Crp induces switching of the CsrB and CsrC RNAs in Yersinia pseudotuberculosis and links nutritional status to virulence

Colonization of the intestinal tract and dissemination into deeper tissues by the enteric patho­gen Yersinia pseudotuberculosis demands expression of a special set of virulence factors important for the initiation and the persistence of the infection. In this study we demonstrate that many virulence-associated functions are coregulated with the carbohydrate metabolism. This link is mediated by the carbon storage regulator (Csr) system, including the regulatory RNAs CsrB and CsrC, and the cAMP receptor protein (Crp), which both control virulence gene expression in response to the nutrient composition of the medium. Here, we show that Crp regulates the synthesis of both Csr RNAs in an opposite manner. A loss of the crp gene resulted in a strong upregulation of CsrB synthesis, whereas CsrC levels were strongly reduced leading to downregulation of the viru­lence regulator RovA. Switching of the Csr RNA involves Crp-mediated re­pression of the response regulator UvrY which activates csrB transcription. To elucidate the regulatory links between virulence and carbon metabolism, we performed comparative metabolome, trans­­­crip­tome and phenotypic microarray analyses and found that Crp promotes oxidative catabolism of many different carbon sources, whereas fermentative patterns of metabolism are favoured when crp is deleted. Mouse infection experiments further demonstrated that Crp is pivotal for a success­ful Y. pseudo­tuber­culosis infection. In summary, placement of the Csr system and important virulence factors under control of Crp enables this pathogen to link its nutritional status to virulence in order to optimize bio­logical fitness and infection efficiency through the infec­tious life cycle.
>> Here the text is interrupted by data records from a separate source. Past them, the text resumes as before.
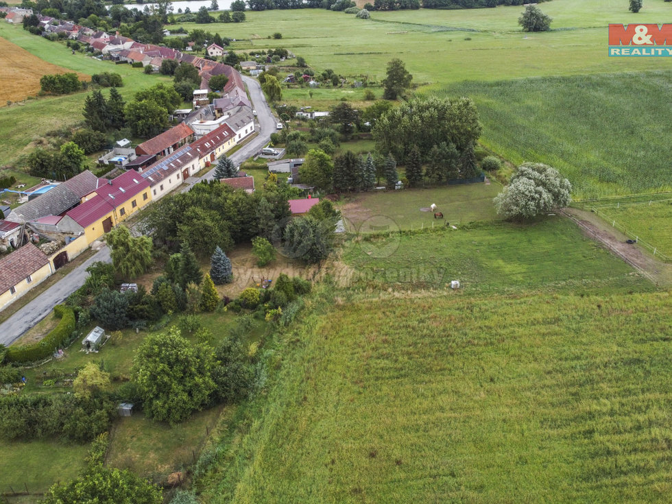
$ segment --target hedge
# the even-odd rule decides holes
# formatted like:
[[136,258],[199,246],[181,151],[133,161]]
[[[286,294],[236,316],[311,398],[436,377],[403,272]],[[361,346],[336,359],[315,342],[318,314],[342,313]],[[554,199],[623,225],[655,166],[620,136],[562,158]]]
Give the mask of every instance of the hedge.
[[64,304],[53,307],[53,315],[60,319],[58,325],[42,341],[32,345],[10,346],[7,349],[8,362],[34,362],[45,359],[63,346],[75,331],[75,313]]

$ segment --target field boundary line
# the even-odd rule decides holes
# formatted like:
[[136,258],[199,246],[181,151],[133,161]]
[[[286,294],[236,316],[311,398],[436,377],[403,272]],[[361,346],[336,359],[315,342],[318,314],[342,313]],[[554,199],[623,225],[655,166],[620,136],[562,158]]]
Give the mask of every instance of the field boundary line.
[[600,206],[600,207],[591,206],[590,208],[590,210],[594,214],[595,214],[596,215],[597,215],[597,217],[599,217],[600,218],[601,218],[602,220],[604,221],[606,224],[610,224],[610,220],[611,221],[611,226],[612,228],[619,230],[623,235],[625,235],[625,236],[628,237],[631,239],[634,240],[635,242],[637,243],[638,244],[641,245],[642,246],[643,246],[644,248],[645,248],[647,250],[648,250],[649,252],[650,252],[651,254],[653,254],[653,257],[657,257],[658,259],[660,259],[660,261],[663,261],[664,263],[672,263],[672,257],[670,257],[669,256],[667,255],[666,254],[664,254],[663,252],[660,252],[658,250],[658,247],[656,247],[656,246],[655,246],[653,245],[651,245],[651,243],[647,243],[644,240],[641,239],[639,237],[639,235],[637,235],[635,232],[633,232],[632,231],[630,231],[628,229],[626,229],[625,228],[625,226],[624,226],[623,224],[620,224],[619,222],[616,222],[615,219],[605,219],[605,217],[607,217],[606,215],[600,216],[599,211],[598,211],[597,208],[605,208],[605,206],[606,206],[606,205],[605,206]]
[[612,252],[613,252],[614,254],[615,254],[618,257],[620,257],[621,259],[623,259],[623,261],[625,261],[627,264],[630,265],[632,267],[634,267],[638,272],[639,272],[643,275],[644,275],[645,277],[647,277],[647,278],[648,278],[649,280],[650,280],[652,283],[653,283],[653,284],[656,284],[656,280],[653,279],[653,277],[651,275],[651,274],[649,274],[648,272],[645,271],[641,266],[640,266],[638,264],[637,264],[634,261],[632,261],[632,259],[630,259],[625,254],[623,254],[619,250],[617,250],[608,241],[607,241],[606,240],[605,240],[601,237],[598,236],[597,233],[594,230],[591,229],[589,226],[586,226],[583,222],[581,222],[580,220],[579,220],[577,218],[576,218],[573,215],[568,213],[565,211],[562,210],[560,211],[562,212],[562,213],[563,215],[564,215],[566,217],[568,217],[574,223],[575,223],[579,228],[581,228],[584,231],[586,231],[588,233],[589,233],[590,235],[591,235],[595,239],[596,239],[598,241],[599,241],[602,245],[603,245],[605,247],[606,247],[608,249],[609,249],[609,250],[610,250]]

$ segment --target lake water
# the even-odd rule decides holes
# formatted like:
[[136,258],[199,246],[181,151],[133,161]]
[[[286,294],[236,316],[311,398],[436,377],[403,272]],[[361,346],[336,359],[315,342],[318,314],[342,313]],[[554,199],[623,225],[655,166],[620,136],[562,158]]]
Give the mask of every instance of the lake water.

Y. pseudotuberculosis YPIII or the isogenic crp mutant strain were grown to late stationary phase at 25°C. Four biological replicates were employed for each experiment consisting of two pooled individual cultures and two pooled RNA preparation samples, respectively. Total RNA was extracted using SV Total RNA Isolation System (Promega). The samples were treated with RNase-free DNase (Roche Applied Science) and the quality of the RNA was confirmed by the lack of PCR amplification of the hns gene and by using an Agilent 2100 Bioanalyzer.